The Atlanta Journal-Constitution
Defense rips aide’s story
Young testifies nearly $1 million in donors’ cash helped build house.
GREENSBORO, N.C. — A former John Edwards aide said the bulk of nearly $1 million in cash that prosecutors say bought the silence of Edwards’ mistress went to help build the aide’s dream house.
Andrew Young, the star prosecution witness, testified for a fourth day Thursday at Edwards’ campaign-finance trial.
Edwards attorney Abbe Lowell peppered Young with questions about money that flowed into personal accounts controlled by Young and his wife. Young acknowledged most of the money helped build the couple’s $1.5 million house near Chapel Hill, N.C.
Young has said he took secret payments from wealthy donors at Edwards’ direction to help conceal the presidential contender’s affair with a pregnant mistress.
Edwards has pleaded not guilty to six criminal charges and faces up to 30 years in prison if convicted.

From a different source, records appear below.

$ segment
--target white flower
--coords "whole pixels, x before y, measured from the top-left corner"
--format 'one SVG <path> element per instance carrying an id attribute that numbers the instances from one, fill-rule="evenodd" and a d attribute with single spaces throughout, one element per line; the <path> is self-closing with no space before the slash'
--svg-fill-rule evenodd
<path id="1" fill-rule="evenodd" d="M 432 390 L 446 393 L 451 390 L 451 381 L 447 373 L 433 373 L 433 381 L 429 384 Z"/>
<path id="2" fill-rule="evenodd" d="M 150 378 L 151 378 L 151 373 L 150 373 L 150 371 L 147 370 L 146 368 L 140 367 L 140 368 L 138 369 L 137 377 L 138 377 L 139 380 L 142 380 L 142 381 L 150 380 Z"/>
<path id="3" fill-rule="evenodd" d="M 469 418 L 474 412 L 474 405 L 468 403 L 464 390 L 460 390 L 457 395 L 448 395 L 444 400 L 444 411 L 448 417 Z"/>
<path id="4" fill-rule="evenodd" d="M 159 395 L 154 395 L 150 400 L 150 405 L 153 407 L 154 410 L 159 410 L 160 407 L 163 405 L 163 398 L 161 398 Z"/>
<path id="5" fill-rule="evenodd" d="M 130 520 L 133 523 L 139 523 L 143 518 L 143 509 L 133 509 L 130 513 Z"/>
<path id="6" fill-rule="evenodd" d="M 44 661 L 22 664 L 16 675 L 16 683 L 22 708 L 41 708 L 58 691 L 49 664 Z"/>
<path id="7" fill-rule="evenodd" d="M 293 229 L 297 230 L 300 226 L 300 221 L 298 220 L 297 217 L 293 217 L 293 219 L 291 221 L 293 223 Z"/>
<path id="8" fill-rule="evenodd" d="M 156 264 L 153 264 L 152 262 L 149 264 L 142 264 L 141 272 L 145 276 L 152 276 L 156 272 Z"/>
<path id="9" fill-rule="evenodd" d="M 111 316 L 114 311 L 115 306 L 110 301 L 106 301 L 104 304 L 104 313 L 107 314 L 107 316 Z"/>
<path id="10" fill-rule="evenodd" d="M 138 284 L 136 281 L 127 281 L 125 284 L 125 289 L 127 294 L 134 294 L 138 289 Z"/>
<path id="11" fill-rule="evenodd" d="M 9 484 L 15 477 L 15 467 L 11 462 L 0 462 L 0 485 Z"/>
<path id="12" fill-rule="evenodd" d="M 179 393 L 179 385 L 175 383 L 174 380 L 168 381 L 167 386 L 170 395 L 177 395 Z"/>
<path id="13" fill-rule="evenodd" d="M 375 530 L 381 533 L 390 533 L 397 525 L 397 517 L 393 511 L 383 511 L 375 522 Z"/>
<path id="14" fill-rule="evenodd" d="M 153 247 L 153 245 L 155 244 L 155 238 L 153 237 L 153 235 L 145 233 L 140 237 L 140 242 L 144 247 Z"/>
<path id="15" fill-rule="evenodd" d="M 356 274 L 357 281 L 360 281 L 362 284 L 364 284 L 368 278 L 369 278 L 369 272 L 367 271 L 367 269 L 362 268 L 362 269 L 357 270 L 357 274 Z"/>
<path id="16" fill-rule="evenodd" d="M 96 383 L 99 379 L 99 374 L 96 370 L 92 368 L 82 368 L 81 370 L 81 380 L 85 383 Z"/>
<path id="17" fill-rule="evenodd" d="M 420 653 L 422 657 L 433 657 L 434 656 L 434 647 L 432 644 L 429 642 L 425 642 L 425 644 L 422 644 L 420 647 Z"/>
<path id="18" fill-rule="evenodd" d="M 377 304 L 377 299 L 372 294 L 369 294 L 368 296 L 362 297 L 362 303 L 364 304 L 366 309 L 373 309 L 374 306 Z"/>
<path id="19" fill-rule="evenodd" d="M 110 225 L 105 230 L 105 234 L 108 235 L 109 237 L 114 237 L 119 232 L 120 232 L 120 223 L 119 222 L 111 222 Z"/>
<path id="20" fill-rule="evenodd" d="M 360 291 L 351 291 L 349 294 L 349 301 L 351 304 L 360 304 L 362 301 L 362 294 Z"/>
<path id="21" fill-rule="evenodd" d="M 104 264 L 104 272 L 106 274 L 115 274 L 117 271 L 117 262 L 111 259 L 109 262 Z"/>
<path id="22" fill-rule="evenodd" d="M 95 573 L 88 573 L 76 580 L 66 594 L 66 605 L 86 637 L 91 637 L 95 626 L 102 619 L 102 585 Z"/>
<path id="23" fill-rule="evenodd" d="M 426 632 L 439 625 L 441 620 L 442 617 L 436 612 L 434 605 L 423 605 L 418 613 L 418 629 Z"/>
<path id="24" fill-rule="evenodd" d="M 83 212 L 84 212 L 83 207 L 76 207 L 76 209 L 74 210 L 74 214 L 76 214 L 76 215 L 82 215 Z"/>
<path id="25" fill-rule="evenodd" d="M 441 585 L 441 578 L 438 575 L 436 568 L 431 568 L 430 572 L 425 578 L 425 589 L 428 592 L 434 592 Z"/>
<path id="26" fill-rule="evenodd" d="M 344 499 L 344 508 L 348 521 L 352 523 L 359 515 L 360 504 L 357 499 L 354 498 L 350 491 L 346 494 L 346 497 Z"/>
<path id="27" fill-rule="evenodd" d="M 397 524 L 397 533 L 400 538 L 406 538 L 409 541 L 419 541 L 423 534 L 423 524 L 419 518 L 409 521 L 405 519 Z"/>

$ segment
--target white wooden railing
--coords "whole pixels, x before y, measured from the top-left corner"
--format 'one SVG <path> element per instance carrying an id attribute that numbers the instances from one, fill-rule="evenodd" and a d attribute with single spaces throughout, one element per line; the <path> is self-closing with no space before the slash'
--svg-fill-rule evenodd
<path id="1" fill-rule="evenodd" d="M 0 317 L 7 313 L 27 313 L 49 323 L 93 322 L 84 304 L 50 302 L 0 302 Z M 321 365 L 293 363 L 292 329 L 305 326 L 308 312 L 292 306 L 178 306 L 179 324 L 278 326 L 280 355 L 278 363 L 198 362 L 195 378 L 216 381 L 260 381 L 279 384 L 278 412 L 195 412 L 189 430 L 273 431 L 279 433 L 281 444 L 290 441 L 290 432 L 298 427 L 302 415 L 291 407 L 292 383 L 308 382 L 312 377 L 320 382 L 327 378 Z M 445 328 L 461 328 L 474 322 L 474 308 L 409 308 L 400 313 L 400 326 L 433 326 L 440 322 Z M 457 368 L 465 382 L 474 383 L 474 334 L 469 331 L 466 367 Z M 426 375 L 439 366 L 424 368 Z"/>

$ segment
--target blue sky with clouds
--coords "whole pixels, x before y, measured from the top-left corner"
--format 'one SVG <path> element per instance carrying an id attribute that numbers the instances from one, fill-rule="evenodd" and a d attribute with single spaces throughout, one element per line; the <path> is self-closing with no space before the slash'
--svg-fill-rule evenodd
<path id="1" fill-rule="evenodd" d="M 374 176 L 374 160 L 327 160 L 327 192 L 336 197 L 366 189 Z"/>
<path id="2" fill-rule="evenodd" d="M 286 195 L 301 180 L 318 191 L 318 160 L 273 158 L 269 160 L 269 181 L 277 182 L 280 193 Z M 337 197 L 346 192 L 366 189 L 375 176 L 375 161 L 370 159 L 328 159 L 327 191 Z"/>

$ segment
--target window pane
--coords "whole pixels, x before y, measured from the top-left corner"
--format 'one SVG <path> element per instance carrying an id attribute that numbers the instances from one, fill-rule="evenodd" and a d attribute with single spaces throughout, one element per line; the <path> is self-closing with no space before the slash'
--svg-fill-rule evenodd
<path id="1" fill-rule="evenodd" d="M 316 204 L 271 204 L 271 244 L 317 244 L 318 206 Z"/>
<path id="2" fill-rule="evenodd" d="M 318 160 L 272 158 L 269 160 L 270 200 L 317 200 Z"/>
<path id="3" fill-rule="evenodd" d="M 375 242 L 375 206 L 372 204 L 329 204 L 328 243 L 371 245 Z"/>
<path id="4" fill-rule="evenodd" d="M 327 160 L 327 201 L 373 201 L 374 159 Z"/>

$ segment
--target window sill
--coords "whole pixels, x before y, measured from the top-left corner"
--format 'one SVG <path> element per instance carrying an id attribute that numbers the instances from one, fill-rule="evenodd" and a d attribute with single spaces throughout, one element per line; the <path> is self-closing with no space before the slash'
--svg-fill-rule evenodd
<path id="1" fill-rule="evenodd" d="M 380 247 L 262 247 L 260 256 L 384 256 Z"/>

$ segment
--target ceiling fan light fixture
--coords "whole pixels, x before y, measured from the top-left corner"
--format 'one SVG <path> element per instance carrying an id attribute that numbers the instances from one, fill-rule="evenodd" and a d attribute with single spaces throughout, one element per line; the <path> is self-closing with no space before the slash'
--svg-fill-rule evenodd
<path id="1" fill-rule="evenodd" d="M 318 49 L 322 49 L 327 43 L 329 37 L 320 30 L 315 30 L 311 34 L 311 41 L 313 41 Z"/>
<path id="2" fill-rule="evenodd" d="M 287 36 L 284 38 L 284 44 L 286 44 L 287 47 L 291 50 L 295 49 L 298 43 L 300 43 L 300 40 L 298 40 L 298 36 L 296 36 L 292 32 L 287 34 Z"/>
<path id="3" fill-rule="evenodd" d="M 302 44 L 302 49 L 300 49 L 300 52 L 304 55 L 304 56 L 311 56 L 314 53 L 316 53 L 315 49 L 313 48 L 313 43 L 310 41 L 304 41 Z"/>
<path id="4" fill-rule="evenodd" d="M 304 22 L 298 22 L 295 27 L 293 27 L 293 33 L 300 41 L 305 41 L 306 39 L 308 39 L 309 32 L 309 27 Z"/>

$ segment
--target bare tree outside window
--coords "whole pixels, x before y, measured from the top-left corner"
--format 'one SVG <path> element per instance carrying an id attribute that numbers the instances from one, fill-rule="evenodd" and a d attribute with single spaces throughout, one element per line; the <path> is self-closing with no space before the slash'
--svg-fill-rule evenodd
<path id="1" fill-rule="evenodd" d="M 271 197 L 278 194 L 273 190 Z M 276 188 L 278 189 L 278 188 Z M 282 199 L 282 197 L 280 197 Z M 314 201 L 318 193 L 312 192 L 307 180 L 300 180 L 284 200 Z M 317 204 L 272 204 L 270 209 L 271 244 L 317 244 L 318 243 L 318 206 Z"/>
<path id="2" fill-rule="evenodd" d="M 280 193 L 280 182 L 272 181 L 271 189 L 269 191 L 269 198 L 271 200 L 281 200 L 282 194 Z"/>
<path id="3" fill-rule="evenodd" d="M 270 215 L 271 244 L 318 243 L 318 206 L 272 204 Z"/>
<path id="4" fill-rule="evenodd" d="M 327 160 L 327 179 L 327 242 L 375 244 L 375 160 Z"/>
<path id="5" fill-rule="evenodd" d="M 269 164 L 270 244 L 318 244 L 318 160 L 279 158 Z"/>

His defense lawyer on Thursday picked apart Young’s story that he was asked to conceal Edwards’ affair with a mistress with campaign money, accusing him of making up stories about the former presidential contender to make money off the scandal.
The defense sought to undermine Young’s credibility and paint him as a pathological liar.
Lowell pointed out inconsistencies with Young’s account of the scandal at trial this week and in multiple other accounts, including grand jury testimony and his 2010 tell-all book about Edwards.
Repeatedly, Lowell accused Young of lying. Referring to the timing of a conversation with a law partner of Edwards, Lowell asked, “And you made that up too, didn’t you?” “No, sir,” Young responded. Lowell asked Young whether he first learned Rielle Hunter was pregnant in May 2007, as his book says; in June 2007, as he testified; or in early July, a date backed by phone records and Hunter’s medical records.
The timeline issues could challenge the accounts of conversations Young said he had with Edwards in a car discussing whom to ask for money to help take care of Hunter and discussing Hunter’s pregnancy.
Young said he couldn’t recall the exact date of either event.
Lowell also challenged Young on how much secret money a wealthy heiress said she would provide to help make Edwards president — $1.2 million, as he testified this week, or $900,000 or $925,000, figures he had previously given.
Young said the number he provided this week is the correct one.
Young had falsely claimed paternity of Edwards’ daughter, Frances Quinn Hunter, while Edwards was campaigning for president.
Young’s wife, Cheri Young, could take the stand today.